Three of the four singles released from the episode, which included a total of five cover versions thanks to the "Survivor / I Will Survive" mash-up, debuted on the Billboard Hot 100, including the Glee Cast's sixth-highest song ever on that chart as of that date, "We Are Young", which debuted at number twelve on sales of 137,000 downloads in the US. It had a "Hot Shot Debut" on the Canadian Hot 100, and charted higher than in the US at number eleven. As of March 7, 2012, the song had sold "360,000 digital copies". In the United States, the aforementioned "Survivor / I Will Survive" debuted at number fifty-one, and "Red Solo Cup" debuted at number ninety-two; in Canada, the two songs debuted at number forty-seven and number ninety-nine, respectively. In addition, two of three covers from the episode that were only made available on the soundtrack album Glee: The Music, Volume 7—which was released the same day as the episode was broadcast—appeared on the Hot 100: "Man in the Mirror" at number seventy-six, and "ABC" at number eighty-eight. This made a total of five debuts on the Hot 100. The same two songs also appeared on the Canadian Hot 100: "Man in the Mirror" at number eighty-four, and "ABC" at number ninety-three, which also totalled five debuts on that chart. Neither "Buenos Aires" nor "Control" appeared on these US or Canadian charts.

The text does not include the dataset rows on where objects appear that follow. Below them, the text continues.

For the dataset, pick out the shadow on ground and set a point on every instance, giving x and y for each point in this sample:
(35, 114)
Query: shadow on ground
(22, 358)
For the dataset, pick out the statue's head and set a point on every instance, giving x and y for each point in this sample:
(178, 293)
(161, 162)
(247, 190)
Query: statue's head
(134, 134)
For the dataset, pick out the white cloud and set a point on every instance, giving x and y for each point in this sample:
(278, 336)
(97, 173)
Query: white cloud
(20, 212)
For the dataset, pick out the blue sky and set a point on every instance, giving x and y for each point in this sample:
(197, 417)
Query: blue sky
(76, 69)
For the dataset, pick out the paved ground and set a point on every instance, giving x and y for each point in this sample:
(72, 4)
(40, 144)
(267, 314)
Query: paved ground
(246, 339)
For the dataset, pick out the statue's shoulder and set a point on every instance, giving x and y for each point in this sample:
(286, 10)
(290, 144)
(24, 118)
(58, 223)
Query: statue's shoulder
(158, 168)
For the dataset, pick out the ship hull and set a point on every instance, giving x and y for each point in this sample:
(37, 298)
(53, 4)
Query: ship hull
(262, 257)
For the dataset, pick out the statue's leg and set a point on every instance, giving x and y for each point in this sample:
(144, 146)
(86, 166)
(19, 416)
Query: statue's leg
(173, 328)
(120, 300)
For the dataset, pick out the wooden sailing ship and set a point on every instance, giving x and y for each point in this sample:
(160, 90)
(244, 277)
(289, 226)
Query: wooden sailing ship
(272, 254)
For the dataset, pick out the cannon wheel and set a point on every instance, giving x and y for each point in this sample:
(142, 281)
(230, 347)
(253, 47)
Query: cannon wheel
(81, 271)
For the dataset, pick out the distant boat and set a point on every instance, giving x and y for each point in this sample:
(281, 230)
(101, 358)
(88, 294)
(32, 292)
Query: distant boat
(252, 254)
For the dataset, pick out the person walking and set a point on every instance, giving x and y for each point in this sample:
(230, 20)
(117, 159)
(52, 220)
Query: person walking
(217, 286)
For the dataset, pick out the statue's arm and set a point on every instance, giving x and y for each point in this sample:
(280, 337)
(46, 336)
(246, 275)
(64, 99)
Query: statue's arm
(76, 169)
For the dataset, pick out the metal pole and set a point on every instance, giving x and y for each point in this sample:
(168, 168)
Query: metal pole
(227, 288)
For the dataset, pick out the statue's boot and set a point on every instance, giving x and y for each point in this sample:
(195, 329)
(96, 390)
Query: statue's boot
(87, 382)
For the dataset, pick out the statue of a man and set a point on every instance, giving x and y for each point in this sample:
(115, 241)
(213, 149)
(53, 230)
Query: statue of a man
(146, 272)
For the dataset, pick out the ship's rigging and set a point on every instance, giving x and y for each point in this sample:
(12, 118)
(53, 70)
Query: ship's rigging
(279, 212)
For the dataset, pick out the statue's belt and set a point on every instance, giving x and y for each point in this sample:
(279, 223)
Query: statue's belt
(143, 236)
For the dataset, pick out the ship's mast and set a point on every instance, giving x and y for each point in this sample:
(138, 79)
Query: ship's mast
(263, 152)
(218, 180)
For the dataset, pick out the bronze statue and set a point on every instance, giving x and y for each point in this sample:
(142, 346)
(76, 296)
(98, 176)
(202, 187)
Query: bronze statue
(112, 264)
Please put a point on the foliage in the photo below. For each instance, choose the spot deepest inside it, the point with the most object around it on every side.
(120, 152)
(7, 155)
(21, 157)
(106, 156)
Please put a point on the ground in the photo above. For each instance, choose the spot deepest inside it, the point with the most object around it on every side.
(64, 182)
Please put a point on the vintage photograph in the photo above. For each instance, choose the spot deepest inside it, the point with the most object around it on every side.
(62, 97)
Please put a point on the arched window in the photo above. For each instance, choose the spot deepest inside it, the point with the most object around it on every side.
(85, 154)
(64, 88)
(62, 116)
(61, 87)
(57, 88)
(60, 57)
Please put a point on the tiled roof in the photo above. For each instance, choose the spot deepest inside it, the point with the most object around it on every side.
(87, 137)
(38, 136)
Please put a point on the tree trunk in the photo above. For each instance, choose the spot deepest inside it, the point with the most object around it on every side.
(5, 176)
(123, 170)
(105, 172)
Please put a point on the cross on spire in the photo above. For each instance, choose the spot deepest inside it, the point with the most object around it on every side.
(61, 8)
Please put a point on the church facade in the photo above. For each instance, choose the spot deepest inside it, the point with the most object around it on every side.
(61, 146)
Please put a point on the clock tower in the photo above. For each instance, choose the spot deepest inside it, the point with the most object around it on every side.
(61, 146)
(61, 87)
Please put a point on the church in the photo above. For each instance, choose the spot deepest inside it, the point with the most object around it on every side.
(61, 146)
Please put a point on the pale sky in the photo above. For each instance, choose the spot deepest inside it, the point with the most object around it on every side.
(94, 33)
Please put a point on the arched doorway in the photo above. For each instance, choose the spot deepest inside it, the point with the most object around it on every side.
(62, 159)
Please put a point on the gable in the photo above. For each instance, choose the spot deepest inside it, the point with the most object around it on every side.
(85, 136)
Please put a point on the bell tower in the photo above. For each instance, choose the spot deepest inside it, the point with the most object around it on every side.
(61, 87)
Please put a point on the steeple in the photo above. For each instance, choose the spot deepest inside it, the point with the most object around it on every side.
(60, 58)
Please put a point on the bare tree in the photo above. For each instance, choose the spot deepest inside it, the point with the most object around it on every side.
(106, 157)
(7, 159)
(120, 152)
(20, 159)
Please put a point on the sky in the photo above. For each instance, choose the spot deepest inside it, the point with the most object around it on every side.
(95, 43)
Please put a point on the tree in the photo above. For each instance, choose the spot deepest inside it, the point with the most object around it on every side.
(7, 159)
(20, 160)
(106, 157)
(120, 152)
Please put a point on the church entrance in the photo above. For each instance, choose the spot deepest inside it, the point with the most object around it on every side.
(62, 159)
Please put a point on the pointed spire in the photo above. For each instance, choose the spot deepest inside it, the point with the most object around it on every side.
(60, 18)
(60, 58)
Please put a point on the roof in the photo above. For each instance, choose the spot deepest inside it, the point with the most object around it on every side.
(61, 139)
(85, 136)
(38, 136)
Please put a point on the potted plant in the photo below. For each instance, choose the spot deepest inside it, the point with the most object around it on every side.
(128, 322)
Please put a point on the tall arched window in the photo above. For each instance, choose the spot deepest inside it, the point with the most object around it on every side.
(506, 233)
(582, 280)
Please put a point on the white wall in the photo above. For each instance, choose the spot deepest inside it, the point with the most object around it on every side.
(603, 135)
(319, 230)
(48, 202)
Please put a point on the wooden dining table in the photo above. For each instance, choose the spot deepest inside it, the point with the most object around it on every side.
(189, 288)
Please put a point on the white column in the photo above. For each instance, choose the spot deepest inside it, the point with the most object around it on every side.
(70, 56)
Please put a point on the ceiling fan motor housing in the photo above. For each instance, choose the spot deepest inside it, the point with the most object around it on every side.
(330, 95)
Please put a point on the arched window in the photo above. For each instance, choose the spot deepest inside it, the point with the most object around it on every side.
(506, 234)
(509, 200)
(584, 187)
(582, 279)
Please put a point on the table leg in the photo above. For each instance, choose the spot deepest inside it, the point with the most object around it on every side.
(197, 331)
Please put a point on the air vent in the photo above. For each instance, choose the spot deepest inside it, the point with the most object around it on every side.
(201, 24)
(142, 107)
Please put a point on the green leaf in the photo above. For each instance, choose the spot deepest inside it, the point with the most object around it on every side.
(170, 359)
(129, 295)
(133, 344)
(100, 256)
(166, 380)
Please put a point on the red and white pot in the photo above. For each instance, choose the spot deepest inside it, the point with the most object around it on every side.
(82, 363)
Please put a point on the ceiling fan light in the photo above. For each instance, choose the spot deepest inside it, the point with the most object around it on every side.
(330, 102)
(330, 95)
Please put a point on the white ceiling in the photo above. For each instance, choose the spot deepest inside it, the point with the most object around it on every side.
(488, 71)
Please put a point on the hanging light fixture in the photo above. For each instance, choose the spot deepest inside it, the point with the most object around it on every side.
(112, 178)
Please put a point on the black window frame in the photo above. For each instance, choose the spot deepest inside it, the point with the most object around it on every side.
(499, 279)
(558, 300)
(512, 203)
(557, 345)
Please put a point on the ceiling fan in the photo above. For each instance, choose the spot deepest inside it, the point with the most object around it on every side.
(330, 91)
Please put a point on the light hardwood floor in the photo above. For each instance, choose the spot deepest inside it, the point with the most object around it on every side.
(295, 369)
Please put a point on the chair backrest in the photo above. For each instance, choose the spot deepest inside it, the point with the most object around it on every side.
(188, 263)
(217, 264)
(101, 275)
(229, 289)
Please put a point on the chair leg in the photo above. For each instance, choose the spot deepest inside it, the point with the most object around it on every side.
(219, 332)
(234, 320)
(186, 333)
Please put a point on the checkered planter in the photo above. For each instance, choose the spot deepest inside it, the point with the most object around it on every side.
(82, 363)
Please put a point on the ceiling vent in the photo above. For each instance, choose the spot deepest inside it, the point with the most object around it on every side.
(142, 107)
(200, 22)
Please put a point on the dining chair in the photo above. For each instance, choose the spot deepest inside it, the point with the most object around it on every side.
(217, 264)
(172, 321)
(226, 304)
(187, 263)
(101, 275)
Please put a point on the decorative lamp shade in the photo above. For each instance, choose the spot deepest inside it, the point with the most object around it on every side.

The original versions of two of the songs covered in the episode also charted on the Hot 100 that week. "We Are Young" by fun. featuring Janelle Monáe debuted in the United States at fifty-three and in Canada at sixty-nine. Toby Keith's "Red Solo Cup" had already been on those charts, but was cited as the greatest "digital gainer" on both of them, and rose to seventeen in the United States from thirty-five, and twenty-nine in Canada from sixty-eight. Subsequently, "We Are Young" was featured in a Super Bowl commercial, and became the first song by the originating artist to reach number one on the Billboard Hot 100 after appearing on the show, attaining that position on the chart for the week of March 17, 2012.